Saturday, August 20, 2011

Not yet my child.

last night i lay in my bed sobbing as i watched the documentary "born into the brothels" once again. only this time i saw it with different eyes...eyes that knew, eyes that had seen. I closed my eyes, and remembered. I watched them film on the crowded streets and pretended i was there beside them. And i stopped...and said, "Lord, ill quit school (again ha) and go there right this instant if you want. just say the words." i sat. i waited. and i heard a soft whisper..."not yet my child, but the time is coming soon." so i lay and wept, and prayed, and wondered where those sweet faces were today. I glanced up at my map on the wall and tried to imagine what was taking place on those streets as i lay in my warm, cozy, comfortable bed....where i don't have to share it with strange men night after night. and my heart ached for those beautiful girls. my heart ached for the rehabs in India, the ones who are searching for a way out, a way to the lover of their soul, a way to the ONLY one who can save them for the walls coming down.

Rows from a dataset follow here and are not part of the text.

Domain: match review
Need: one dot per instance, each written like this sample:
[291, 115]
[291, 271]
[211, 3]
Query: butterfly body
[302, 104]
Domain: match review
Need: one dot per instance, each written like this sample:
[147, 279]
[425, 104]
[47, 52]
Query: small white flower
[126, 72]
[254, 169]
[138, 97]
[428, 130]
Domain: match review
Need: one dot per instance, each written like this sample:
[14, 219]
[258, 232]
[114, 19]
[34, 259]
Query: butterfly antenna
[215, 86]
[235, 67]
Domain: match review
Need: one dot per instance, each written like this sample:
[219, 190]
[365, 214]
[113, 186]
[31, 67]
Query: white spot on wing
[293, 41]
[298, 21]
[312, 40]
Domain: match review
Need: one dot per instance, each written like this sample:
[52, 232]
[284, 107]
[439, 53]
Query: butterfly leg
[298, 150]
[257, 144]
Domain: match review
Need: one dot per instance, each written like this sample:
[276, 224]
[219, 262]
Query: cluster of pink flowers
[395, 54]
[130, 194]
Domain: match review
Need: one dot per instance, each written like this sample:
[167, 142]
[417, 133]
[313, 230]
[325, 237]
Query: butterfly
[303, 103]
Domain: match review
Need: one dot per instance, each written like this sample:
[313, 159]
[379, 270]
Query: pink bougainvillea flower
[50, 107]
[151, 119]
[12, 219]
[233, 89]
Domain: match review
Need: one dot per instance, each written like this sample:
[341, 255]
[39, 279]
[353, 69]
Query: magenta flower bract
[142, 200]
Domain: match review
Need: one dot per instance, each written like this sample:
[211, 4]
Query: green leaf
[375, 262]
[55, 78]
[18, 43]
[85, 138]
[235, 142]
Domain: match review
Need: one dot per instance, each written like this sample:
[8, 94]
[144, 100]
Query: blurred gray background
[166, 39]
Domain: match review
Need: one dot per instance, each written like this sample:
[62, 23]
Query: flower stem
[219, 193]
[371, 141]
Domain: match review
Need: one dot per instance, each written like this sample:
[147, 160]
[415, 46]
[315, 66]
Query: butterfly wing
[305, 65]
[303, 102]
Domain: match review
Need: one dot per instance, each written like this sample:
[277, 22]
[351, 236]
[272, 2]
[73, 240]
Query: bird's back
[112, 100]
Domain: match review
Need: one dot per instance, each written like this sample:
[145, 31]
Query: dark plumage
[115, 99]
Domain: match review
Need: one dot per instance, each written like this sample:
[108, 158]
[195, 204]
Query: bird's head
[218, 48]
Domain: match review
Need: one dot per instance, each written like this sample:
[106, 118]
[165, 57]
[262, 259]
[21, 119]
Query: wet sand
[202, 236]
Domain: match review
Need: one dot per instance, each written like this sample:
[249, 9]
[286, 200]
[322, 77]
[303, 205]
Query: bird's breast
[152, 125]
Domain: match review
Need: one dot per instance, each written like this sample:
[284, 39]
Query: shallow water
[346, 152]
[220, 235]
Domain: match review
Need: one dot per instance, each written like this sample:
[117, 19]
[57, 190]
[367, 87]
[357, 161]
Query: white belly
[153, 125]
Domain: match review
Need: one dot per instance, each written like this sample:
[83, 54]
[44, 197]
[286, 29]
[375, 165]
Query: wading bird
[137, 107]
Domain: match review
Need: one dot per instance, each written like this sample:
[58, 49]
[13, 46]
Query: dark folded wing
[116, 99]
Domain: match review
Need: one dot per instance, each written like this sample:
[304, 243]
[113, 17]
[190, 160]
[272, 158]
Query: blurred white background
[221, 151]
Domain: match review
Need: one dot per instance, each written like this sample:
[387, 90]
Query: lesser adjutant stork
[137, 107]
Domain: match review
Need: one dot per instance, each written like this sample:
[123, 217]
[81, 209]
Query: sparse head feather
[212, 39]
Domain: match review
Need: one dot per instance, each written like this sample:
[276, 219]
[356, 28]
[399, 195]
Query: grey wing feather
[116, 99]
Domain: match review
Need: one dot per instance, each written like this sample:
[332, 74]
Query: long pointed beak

Why Lord does it constantly find it's way into nearly every conversation, why Lord is it always in my thoughts, why Lord am i here when my soul is longing to be there.


Not yet my child, but the time is coming soon.




The Lord willing, we are going to try to go this off season. I AM SO EXCITED! God has been so good to me. I praise Him for the little things...like allowing me to see born into the brothels last night. I can always count on him to constantly keep my fire for india burning. HIS PLANS ARE GOOD. and i love Him for that.